Department of Genetics, Washington University School of Medicine, St. Louis, MO, USA.
Edison Family Center for Genome Sciences and Systems Biology, Washington University School of Medicine, St. Louis, MO, USA.
Nature. 2022 Apr;604(7906):437-446. doi: 10.1038/s41586-022-04601-8. Epub 2022 Apr 20.
The human reference genome is the most widely used resource in human genetics and is due for a major update. Its current structure is a linear composite of merged haplotypes from more than 20 people, with a single individual comprising most of the sequence. It contains biases and errors within a framework that does not represent global human genomic variation. A high-quality reference with global representation of common variants, including single-nucleotide variants, structural variants and functional elements, is needed. The Human Pangenome Reference Consortium aims to create a more sophisticated and complete human reference genome with a graph-based, telomere-to-telomere representation of global genomic diversity. Here we leverage innovations in technology, study design and global partnerships with the goal of constructing the highest-possible quality human pangenome reference. Our goal is to improve data representation and streamline analyses to enable routine assembly of complete diploid genomes. With attention to ethical frameworks, the human pangenome reference will contain a more accurate and diverse representation of global genomic variation, improve gene-disease association studies across populations, expand the scope of genomics research to the most repetitive and polymorphic regions of the genome, and serve as the ultimate genetic resource for future biomedical research and precision medicine.

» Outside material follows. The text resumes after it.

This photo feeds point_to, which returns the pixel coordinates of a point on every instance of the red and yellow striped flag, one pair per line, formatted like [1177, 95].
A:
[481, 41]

人类参考基因组是人类遗传学中使用最广泛的资源,正需要进行重大更新。它目前的结构是由来自 20 多个人的合并单倍型的线性组合,大多数序列来自单个个体。它在一个不代表全球人类基因组变异的框架内包含了偏差和错误。需要一个具有全球代表性的高质量参考,包括常见变体,如单核苷酸变体、结构变体和功能元件。人类泛基因组参考联盟旨在创建一个更复杂和完整的人类参考基因组,采用基于图形的端粒到端粒的方式表示全球基因组多样性。在这里,我们利用技术创新、研究设计和全球伙伴关系的优势,构建尽可能高质量的人类泛基因组参考。我们的目标是改善数据表示和简化分析,从而实现完整二倍体基因组的常规组装。在关注伦理框架的情况下,人类泛基因组参考将包含更准确和多样化的全球基因组变异表示,改善人群中的基因疾病关联研究,将基因组学研究扩展到基因组中最重复和多态性的区域,并作为未来生物医学研究和精准医学的最终遗传资源。